The \verb'Container->format' is \verb'GxB_BITMAP' and the
\verb'Container->orientation' is \verb'GrB_COLMAJOR'.
The value of the entry $A(i,j)$ is held in \verb'Ax [i+j*nrows]', or
in \verb'Ax[0]' if the matrix is iso-valued.
It is present if \verb'Ab [i+j*nrows]' is 1, and not present if zero.
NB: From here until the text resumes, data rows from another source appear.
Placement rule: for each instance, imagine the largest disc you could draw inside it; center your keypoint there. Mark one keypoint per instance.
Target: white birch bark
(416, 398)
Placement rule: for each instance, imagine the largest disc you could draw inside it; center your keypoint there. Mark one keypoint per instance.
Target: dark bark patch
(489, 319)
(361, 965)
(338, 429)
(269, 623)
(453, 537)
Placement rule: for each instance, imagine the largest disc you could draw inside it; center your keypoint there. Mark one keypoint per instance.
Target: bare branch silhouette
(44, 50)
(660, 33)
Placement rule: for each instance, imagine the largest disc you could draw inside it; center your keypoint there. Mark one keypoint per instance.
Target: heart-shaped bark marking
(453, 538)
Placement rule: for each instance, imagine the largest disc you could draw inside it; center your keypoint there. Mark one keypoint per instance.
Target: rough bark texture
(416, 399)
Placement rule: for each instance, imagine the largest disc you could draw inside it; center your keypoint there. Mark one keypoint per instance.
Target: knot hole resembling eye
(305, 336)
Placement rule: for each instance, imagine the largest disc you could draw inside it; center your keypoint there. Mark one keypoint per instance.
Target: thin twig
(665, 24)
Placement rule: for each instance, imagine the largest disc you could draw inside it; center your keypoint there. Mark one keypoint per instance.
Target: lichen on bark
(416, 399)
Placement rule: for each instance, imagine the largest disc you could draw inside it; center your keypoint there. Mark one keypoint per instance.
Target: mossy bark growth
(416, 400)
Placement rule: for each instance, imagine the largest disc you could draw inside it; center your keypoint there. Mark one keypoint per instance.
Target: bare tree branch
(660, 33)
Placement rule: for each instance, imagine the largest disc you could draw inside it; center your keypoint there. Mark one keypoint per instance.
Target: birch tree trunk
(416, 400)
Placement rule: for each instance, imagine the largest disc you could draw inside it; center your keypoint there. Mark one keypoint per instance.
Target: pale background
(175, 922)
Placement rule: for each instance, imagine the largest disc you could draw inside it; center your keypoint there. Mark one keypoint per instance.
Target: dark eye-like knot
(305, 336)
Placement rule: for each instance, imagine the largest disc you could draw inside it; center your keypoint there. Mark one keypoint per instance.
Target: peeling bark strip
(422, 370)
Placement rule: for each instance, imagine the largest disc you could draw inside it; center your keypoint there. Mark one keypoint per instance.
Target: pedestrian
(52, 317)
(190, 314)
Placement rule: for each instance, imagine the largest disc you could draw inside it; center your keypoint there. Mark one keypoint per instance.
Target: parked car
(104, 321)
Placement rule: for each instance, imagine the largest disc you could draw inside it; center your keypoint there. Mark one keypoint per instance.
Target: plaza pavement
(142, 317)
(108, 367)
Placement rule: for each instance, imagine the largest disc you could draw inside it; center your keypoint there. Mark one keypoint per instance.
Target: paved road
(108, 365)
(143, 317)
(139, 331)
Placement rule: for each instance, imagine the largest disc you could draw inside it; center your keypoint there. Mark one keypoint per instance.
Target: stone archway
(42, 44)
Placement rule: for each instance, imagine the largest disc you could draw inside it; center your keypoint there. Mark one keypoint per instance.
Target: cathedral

%-------------------------------------------------------------------------------
\subsubsection{Full, held by row}
%-------------------------------------------------------------------------------
\label{format_full_by_row}

The \verb'Container->format' is \verb'GxB_FULL' and the
\verb'Container->orientation' is \verb'GrB_ROWMAJOR'.  This format is held in a
single \verb'GrB_Vector', \verb'Container->x'.  The $A(i,j)$ entry is in
position \verb'i*ncols+j' in this array, or in position 0 if the matrix is
iso-valued.  All entries are present.

%-------------------------------------------------------------------------------
\subsubsection{Full, held by column}
%-------------------------------------------------------------------------------
\label{format_full_by_col}

This is the transpose of the full-by-row format.
The \verb'Container->format' is \verb'GxB_FULL' and the
\verb'Container->orientation' is \verb'GrB_COLMAJOR'.  This format is held in a
single \verb'GrB_Vector', \verb'Container->x'.  The $A(i,j)$ entry is in
position \verb'i+j*nrows' in this array, or in position 0 if the matrix is
iso-valued.  All entries are present.